但方中言却不上他的当,只是冷冷的道,“你想说什么?”
苏陌深吸了一口气,冲方中言一揖到底,朗声道,“大人,一,小民状告苏府当家夫人白氏,指使其心腹刘大成,诱使王东下毒杀人,再栽赃陷害,意为谋夺制糖密技。二,状告白氏十六年前,为谋正室之位,下毒害死梅夫人,事后又杀死丫鬟梅香,致使其一尸两命。”
方中言严肃的道,“苏末,你可知道此事事关重大,可不是空口白牙随便攀咬的。”
苏陌直起身体,“大人,我既然敢告她,自然是有证据的。”
“好。”方中言冲衙役道,“你去带白氏上堂。”
苏陌道,“大人,请允许人证上场。”
“可以。”
府衙的衙役往苏府而去,苏陌请来的人证早已等候在外面,现在已经上堂。
今日审案,苏府也很关心,一早就派了人来旁听,一见这个势态就知道大事不好了,紧赶慢赶的赶在衙役的前面跑回去通信去了。
他刚跑回府,就遇到了大公子苏牧,当下也顾不得苏启之的吩咐,连忙拉着苏牧道,“大少爷,不好了,府衙要来抓夫人了。”
苏牧又惊又怒,“怎么回事?好端端的为何要抓娘?”
那小厮跑得上气不接下气,喘了半天,道,“大公子,三少爷说王东的毒药是刘大成给的,刘大成又是夫人的人。又说十几年前梅夫人的死也与夫人有关,现在正告夫人呢!”
一听十几年前梅氏之事,苏牧身体就微微晃了一下,但是很快就稳住了,道,“这事我知道了,你下去吧!”
小厮看了看苏牧,见他脸色难看至极,又把快要到嘴边的话又咽了下去,识趣的退下。
苏牧急急忙忙的去了白氏的院子,白氏正在丫鬟的服侍下用茶,见他进来,还笑着道,“牧儿,怎么来了,不是今早要去铺子看帐吗?”
“你们都下去。”
苏牧一进来,就将下人都赶了出去,白氏一见他这个样子,心里一紧,“怎么了?”
等下人都离开了之后,苏牧几步参到白氏面前,“娘,你老实告诉我,伍氏之事,你有没有参一脚?”
白氏眼神一闪,“你在胡说什么,那个案子不是已经结了吗?不过是那小民不愿意奉养老人,又起了贪念,才惹下这些事,与我有什么关系?”

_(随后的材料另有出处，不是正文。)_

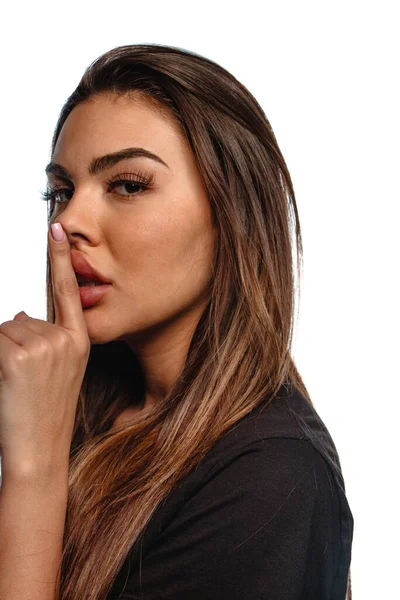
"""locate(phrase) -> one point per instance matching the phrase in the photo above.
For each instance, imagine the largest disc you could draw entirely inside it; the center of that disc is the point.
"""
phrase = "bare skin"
(155, 246)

苏牧一看她的表情就知道了,他狠狠一闭眼,痛苦的低吼了一声,“娘,你不是答应过我,不会再做这些事了吗?现在你又是在干什么?”
白氏见瞒不过苏牧,道,“还不是你爹!他说这样可以谋划梅氏密技,我们也不是想害他性命,就是想坏了他的名誉,以后再也不能制糖。”

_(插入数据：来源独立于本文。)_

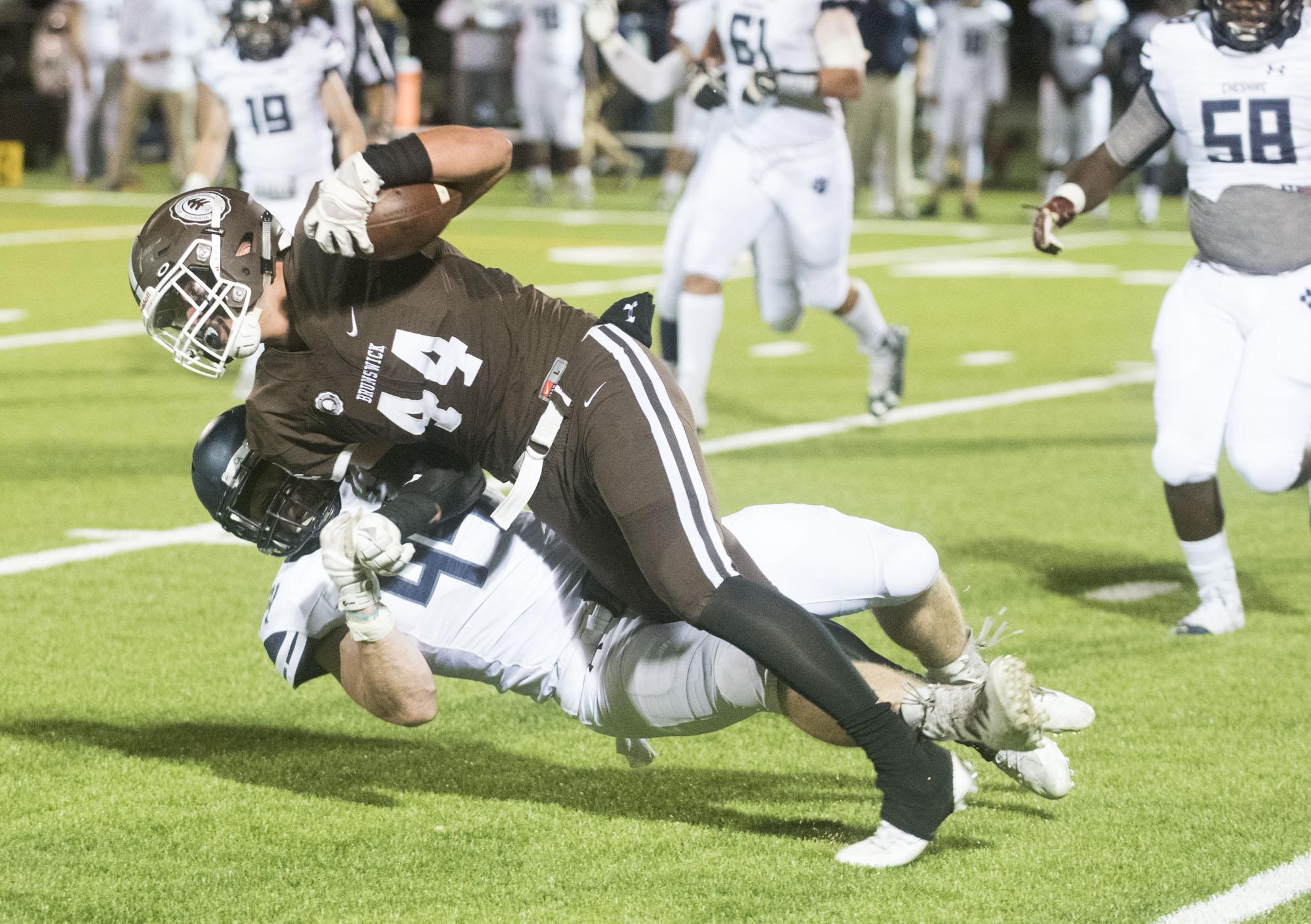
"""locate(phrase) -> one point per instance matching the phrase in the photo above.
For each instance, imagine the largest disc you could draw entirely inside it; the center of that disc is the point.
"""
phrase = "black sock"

苏牧气得眼前发晕,“我不是说过以后,不要再去招惹他了吗?儿子已经长大了,可以独挡一面了,你只要好好的,儿子就安心了。你又去做这些干什么?”
白氏见苏牧一进来就埋怨自己,心里也不大舒服,道,“为什么!还不是为了你。”
话一出口就知道自己说错了话,白氏又堆起笑,安慰道,“你放心,娘也没有做什么。此事不过是刘大成自作主张,他一直对刘嬷嬷之死怀恨在心,这次的事也是他自己做的,与我无关。”
苏牧却不是这么好糊弄的,“那药呢?不是你给他的吗?”
白氏还不知道苏陌干的好事,还以为此事不知道怎么被苏牧知道了,轻轻拍了拍苏牧,道,“你放心,这件事娘已经处理好了,沾不到我身上。”
苏牧却摇摇头,跌坐在椅子上,道,“娘,你以为自己机关算尽,但是你知不知道苏陌那小子,已经抓到了你的把柄,把你告上了公堂。现在府衙的人已经来抓你了。”
白氏猛地站起来,不敢置信的看向苏牧,“这怎么可能?”
苏牧看着白氏,一边恨她自作主张,这么大的事居然都不跟他商量一下,一边又担心她的安危,一时脑中纷乱不已,闻言冷笑,“为什么不可能,衙役都快要到门口了。”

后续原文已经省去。